The European Commission is defending its plans to tackle online disinformation from criticism from national governments, according to a working paper leaked to EURACTIV.
Relevant background research, presented at an event in June 2021, found that Facebook was responsible for 68% of the total interactions on fact-checked COVID disinformation documented across the platforms. So EURACTIV contacted Facebook, which also owns Instagram, and YouTube’s parent company, Google, for comment but no reply was received by the time of the publication. However in response to Avaaz’s report, a Twitter spokesperson told EURACTIV that the platform had expanded efforts to combat disinformation since the start of the pandemic. “Making certain that reliable, authoritative health information is easily accessible on Twitter has been a priority long before we were in the midst of a global pandemic”, they said.
The research also found that the platforms took no action on 37% of the COVID disinformation content sampled.

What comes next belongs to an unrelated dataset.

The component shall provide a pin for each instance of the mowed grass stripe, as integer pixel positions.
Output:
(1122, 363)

In this respect, YouTube was found to be the biggest culprit, with 92% of the pandemic-related disinformation sampled on the platform left unactioned.
There are also major discrepancies between languages, with 84% of disinformation content in Italian receiving no action, compared to 29% of such content that appeared in English and 20% in Spanish.

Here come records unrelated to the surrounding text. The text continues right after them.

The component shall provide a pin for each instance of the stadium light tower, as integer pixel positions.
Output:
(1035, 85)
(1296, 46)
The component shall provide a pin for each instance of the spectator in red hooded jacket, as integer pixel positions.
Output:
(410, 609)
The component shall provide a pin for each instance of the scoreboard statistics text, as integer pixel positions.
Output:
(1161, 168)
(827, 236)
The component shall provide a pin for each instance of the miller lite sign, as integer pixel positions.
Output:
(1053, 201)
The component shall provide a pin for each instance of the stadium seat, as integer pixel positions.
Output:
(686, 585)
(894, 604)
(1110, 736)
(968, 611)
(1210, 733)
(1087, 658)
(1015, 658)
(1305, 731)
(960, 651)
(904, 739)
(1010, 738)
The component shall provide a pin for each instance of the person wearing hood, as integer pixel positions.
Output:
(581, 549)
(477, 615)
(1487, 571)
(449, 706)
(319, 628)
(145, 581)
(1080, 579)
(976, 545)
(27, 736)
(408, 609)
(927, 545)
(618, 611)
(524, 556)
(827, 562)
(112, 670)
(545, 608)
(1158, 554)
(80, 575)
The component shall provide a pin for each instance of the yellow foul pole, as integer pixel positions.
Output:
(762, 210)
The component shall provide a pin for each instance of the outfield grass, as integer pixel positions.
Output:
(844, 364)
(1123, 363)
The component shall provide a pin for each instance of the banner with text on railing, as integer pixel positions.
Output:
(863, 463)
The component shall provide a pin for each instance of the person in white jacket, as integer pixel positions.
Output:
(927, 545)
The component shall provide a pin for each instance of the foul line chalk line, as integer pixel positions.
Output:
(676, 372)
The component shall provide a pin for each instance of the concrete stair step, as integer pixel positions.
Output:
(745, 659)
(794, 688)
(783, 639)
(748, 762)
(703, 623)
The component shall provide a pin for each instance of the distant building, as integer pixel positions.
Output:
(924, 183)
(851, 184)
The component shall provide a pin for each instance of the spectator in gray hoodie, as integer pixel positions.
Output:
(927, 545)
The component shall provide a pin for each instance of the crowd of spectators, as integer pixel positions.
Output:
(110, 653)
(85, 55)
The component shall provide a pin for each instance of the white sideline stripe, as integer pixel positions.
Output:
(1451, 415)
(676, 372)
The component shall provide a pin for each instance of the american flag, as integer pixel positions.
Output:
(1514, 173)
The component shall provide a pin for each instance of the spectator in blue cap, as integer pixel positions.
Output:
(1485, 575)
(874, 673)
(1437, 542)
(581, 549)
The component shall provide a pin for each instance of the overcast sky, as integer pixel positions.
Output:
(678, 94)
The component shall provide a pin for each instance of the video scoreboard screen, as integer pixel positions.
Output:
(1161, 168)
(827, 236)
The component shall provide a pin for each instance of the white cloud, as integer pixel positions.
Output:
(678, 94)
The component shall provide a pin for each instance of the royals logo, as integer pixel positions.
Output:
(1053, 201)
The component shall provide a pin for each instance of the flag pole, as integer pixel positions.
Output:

The agreement on disinformation that Avaaz is calling for, would see big tech companies agree to strengthen commitments to combat disinformation. “We’re fundamentally facing a huge threat to our information environment,” Luca Nicotra told EURACTIV. “That’s why we’re saying we need the highest ambition on this.” He said that some of the points included in the guidance on the Code of Practice on Disinformation are encouraging, but noted that compliance monitoring and penalties for violations remain key gaps. At the very least, he suggested, there should be brand image consequences for platforms that fail to adhere to the code. So far none of the platforms seems to have suffered image damage even though they have been implicated in serious events such as the 6th January attack on the US Capitol.
However the freshly published Guidance on Strengthening the Code of Practice on Disinformation illustrates the European Commission’s expectations on the anti-disinformation measures for online platforms. While the Code is non-binding, the measures are likely to become mandatory following the adoption of the Digital Services Act (DSA).
The DSA’s provisions on disinformation are part of a much wider focus on transparency, particularly in online advertising, which some in the industry see as being directly responsible for the levels of online disinformation, with accusations that the issue of disinformation is more to do with the heavily ad-reliant business model of large online platforms than the technology itself.
The consensus is that “Polarised or even fake content attracts more users and keeps them longer on the platform. Therefore, there is no strong incentive for large platforms to substantially change their business conduct as it would run counter to their ad-reliant business model.”
And there you have it. When we as users of digital media are attracted to and respond to fake or misleading information, we are actively encouraging advertisers to pay the platforms to get us there and keep us there. The motive is purely profit, (for both the advertisers and the platforms) but the consequences of ignoring people and planet are so serious and so far-reaching that it may take more than the EU’s actions to rein them in. We have unleashed a tsunami of addictive and compulsive consumption of digital communication that has already altered and destroyed lives, and political systems, and we need to make some serious changes – ourselves – as well as disabling the platforms that cause it, if we are to reach a new equilibrium with the big tech companies.